To help better understand where bias and errors are introduced, only versioned data and code are used as an input: the datasets ([2]), name maps ([3]) and integration software ([6]) are versioned so that the integration processes can be reproduced if needed. This way, steps take to compile an integrated data record can be traced and the sources of bias and errors can be more easily found.
Contents
--------
README:
this file
citations.csv.gz:
contains data citations in a in a gzipped comma-separated values format.
citations.tsv.gz:
contains data citations in a gzipped tab-separated values format.
datasets.csv.gz:
contains list of indexed datasets in a gzipped comma-separated values format.
datasets.tsv.gz:
contains list of indexed datasets in a gzipped tab-separated values format.
verbatim-interactions.csv.gz
contains species interactions tabulated as pair-wise interaction in a gzipped comma-separated values format.
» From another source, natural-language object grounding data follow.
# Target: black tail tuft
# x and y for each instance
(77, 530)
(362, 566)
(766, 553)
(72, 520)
Included taxonomic name are *not* interpreted, but included as documented in their sources.
verbatim-interactions.tsv.gz
contains species interactions tabulated as pair-wise interaction in a gzipped tab-separated values format. Included taxonomic name are *not* interpreted, but included as documented in their sources.
interactions.csv.gz:
contains species interactions tabulated as pair-wise interactions in a gzipped comma-separated values format. Included taxonomic names are interpreted using taxonomic alignment workflows and may be different than those provided by the original sources.
interactions.tsv.gz:
contains species interactions tabulated as pair-wise interactions in a gzipped tab-separated values format. Included taxonomic names are interpreted using taxonomic alignment workflows and may be different than those provided by the original sources.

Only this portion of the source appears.